I get the following unexpected behaviour when round-tripping string[pyarrow]
via parquet
import pandas as pd
import pyarrow as pa
df = pd.DataFrame({'A': ['a', 'b', 'c']}).astype('string[pyarrow]')
Looking at the dtypes, I get string[pyarrow]
as expected
>>> df.dtypes
A string[pyarrow]
dtype: object
But if I round-trip this dataframe via parquet
>>> df.to_parquet('~/tmp/test1.parquet')
>>> df_read = pd.read_parquet('~/tmp/test1.parquet')
The dtypes change
>>> df_read.dtypes
A string[python]
dtype: object
However, if I follow exactly the same process, but use .astype(pd.ArrowDtype(pa.string())
instead of .astype('string[pyarrow])
, the round-trip via parquet leaves the dtypes untouched!
>>> df2 = pd.DataFrame({'A': ['a', 'b', 'c']}).astype(pd.ArrowDtype(pa.string()))
>>> df2.dtypes
A string[pyarrow]
dtype: object
>>> df2.to_parquet('~/tmp/test2.parquet')

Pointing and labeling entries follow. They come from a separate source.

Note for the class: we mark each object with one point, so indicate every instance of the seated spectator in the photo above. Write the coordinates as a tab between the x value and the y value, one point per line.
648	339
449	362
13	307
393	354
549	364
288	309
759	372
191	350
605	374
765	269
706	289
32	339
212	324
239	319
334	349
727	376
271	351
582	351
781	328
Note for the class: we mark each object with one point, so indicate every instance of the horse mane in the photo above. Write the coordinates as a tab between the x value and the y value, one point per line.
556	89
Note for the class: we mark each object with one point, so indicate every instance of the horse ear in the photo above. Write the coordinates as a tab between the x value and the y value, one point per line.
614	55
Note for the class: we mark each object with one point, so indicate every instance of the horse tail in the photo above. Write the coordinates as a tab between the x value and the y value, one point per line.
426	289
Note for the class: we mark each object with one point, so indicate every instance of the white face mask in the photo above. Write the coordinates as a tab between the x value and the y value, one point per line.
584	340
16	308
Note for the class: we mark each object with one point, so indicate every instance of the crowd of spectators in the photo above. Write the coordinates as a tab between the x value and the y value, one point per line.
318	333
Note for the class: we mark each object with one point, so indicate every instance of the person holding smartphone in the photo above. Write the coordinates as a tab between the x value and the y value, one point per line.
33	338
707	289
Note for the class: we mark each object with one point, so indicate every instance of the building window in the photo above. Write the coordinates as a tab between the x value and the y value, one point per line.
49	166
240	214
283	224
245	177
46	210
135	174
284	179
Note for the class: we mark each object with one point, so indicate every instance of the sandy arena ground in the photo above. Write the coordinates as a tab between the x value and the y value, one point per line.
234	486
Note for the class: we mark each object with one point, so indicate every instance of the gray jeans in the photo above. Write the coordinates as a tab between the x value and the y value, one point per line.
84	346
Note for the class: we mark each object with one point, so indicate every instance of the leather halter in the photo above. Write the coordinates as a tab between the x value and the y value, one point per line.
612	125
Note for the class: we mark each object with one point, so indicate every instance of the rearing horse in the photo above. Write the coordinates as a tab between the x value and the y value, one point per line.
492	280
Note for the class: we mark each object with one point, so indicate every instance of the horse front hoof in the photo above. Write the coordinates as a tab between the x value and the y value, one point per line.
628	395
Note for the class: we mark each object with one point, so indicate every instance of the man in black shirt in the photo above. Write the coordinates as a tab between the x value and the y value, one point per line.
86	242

>>> df2_read = pd.read_parquet('~/tmp/test2.parquet')
>>> df2_read.dtypes
A string[pyarrow]
dtype: object
- What explains this behaviour?
- How can I tell the two seemingly identical dtypes apart?
- What are the downsides to always using
pd.ArrowDtype(pa.string())
?
There is a related unanswered question which suggests that pd.ArrowDtype(pa.string())
doesn't have .str
support.